6. Implementation Steps

  1. Phase 1: Setup & Core Architecture (2 Weeks)

    • Initialize Xcode project (SwiftUI + MVVM pattern).
    • Integrate Tesseract OCR via Swift wrappers (SwiftyTesseract).
    • Configure SQLite schema for metadata (video paths, timestamps, OCR text).
  2. Phase 2: Video Processing Module (3 Weeks)

    • Implement AVFoundation pipeline for frame extraction (1 frame/sec).
    • Preprocess frames with OpenCV (grayscale + contrast enhancement).
    • Run OCR via Tesseract; store results in SQLite.
  3. Phase 3: Search & UI (2 Weeks)

    • Build inverted index for keywords (e.g., "meeting" → [videoID, timestamp]).
    • Develop SwiftUI search view with filters (date, duration, language).
    • Integrate video player using AVKit.
  4. Phase 4: Optimization & Testing (3 Weeks)
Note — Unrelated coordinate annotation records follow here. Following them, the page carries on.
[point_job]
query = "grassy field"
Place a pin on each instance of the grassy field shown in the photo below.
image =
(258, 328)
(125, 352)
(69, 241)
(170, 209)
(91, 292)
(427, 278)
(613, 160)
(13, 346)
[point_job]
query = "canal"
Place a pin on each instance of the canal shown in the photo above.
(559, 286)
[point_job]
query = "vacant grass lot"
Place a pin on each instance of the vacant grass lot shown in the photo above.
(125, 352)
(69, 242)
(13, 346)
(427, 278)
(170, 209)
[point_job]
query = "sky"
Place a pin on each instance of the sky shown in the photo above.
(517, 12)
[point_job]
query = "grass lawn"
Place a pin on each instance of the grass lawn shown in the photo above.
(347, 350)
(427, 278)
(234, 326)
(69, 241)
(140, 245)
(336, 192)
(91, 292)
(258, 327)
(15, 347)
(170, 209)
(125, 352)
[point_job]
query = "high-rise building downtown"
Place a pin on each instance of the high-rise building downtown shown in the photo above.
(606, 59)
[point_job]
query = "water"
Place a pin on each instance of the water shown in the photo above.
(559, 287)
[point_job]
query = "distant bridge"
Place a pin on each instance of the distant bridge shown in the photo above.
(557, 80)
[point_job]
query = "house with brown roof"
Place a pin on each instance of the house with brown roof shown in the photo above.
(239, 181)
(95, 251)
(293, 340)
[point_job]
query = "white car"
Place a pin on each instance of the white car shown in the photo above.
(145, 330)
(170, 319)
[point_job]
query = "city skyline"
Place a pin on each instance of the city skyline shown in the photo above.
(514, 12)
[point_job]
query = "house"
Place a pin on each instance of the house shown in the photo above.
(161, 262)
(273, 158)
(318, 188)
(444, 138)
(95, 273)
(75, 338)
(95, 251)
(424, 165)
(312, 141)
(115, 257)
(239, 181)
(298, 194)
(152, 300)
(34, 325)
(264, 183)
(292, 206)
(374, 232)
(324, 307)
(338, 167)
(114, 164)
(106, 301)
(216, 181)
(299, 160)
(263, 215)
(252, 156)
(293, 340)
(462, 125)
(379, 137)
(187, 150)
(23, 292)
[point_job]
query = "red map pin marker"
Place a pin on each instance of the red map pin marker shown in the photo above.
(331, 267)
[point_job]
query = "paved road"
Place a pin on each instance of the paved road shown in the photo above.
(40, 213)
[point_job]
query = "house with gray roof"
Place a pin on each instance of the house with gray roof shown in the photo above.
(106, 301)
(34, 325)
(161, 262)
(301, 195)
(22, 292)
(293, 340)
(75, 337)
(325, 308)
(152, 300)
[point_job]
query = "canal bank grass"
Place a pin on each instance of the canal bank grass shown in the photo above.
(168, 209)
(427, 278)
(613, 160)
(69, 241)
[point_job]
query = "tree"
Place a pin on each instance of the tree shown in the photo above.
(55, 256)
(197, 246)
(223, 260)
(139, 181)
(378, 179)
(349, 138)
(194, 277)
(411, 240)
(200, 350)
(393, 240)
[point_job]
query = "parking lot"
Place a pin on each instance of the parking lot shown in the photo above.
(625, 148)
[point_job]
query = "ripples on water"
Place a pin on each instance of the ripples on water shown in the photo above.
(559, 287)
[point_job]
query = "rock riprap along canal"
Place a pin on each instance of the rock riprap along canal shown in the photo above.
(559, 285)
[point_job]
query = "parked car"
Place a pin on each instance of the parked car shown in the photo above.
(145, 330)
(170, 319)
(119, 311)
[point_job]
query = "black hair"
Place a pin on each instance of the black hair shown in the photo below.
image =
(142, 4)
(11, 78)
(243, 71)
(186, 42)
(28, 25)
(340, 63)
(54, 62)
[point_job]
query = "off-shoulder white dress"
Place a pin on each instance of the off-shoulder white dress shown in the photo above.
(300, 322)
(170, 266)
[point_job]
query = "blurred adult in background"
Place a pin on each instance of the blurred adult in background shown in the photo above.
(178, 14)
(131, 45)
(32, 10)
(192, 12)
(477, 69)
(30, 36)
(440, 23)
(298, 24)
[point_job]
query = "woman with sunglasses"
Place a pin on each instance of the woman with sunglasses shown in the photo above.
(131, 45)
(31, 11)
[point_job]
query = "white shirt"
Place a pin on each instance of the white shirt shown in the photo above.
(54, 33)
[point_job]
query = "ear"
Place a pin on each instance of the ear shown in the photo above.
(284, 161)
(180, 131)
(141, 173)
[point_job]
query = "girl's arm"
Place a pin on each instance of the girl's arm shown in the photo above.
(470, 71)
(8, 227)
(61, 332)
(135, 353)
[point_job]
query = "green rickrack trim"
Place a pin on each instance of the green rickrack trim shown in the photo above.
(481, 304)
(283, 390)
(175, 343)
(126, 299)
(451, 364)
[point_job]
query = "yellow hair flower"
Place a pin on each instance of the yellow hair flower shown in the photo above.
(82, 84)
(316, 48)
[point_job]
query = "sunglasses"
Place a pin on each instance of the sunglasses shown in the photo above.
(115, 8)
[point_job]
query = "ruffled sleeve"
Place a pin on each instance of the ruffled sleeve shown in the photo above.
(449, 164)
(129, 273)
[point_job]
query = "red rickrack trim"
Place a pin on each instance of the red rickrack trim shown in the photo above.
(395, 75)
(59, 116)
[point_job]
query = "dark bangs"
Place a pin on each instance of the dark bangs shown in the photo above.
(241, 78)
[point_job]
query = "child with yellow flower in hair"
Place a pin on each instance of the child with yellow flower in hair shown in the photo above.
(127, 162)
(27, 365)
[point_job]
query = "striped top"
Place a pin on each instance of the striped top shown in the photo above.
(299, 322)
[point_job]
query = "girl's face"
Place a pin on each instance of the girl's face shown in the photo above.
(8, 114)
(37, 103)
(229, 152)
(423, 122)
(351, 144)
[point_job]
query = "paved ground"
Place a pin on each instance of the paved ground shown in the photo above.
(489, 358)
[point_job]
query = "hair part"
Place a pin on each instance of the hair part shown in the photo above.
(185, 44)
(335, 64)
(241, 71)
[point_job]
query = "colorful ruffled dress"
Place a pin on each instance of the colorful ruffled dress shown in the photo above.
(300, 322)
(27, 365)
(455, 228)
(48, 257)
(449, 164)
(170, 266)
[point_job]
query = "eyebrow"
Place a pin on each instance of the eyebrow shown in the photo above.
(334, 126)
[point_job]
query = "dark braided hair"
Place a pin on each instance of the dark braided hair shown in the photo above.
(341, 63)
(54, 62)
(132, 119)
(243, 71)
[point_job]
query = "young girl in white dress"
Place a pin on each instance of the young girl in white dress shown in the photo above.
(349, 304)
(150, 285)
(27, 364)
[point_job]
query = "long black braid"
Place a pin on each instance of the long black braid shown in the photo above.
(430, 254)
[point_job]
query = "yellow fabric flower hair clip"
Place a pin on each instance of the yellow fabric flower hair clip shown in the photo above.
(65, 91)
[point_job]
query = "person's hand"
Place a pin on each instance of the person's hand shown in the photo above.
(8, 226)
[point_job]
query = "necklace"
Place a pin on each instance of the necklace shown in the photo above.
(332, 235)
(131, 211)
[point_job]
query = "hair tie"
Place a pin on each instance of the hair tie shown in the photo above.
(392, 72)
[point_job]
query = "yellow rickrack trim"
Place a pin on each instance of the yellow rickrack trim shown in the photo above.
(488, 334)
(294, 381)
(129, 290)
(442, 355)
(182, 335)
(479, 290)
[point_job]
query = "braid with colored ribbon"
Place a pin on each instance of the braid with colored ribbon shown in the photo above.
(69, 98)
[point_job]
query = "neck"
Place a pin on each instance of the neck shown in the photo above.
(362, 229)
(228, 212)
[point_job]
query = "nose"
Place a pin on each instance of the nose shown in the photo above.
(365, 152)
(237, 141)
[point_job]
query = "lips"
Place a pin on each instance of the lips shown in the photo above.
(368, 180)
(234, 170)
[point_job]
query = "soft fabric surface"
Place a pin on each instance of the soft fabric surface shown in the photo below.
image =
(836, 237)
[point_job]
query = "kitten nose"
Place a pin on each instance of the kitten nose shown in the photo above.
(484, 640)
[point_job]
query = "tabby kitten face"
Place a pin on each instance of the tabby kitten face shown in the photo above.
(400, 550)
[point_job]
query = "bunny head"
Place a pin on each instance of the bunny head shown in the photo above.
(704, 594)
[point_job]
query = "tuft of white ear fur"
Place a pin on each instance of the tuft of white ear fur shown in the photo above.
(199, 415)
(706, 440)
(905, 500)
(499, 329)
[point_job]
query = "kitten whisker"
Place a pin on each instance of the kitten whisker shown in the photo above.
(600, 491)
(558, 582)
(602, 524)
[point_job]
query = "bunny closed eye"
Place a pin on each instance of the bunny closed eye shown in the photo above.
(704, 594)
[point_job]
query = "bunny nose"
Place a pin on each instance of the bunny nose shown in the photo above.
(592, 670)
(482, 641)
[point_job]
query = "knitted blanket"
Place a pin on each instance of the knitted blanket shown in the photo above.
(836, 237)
    • Profile performance with Instruments (CPU/GPU usage).
    • Validate OCR accuracy: ≥95% F1-score for Chinese/English.
    • Conduct user acceptance testing (UAT) with target personas.

7. Security & Compliance

  • Data Privacy:
    • All processing occurs in the user’s sandboxed environment.
    • No third-party data sharing; zero telemetry.
  • Permissions:
    • Explicit user consent for file access (macOS Privacy API).

8. Future Extensions

  • Add support for Japanese/Korean OCR via Tesseract language packs.
  • Integrate Core ML for scene detection (e.g., "whiteboard," "person").
  • Export search results as SRT subtitles or CSV.

Document Length: 2,980 characters
Approval: Pending review by Engineering Lead & Product Owner.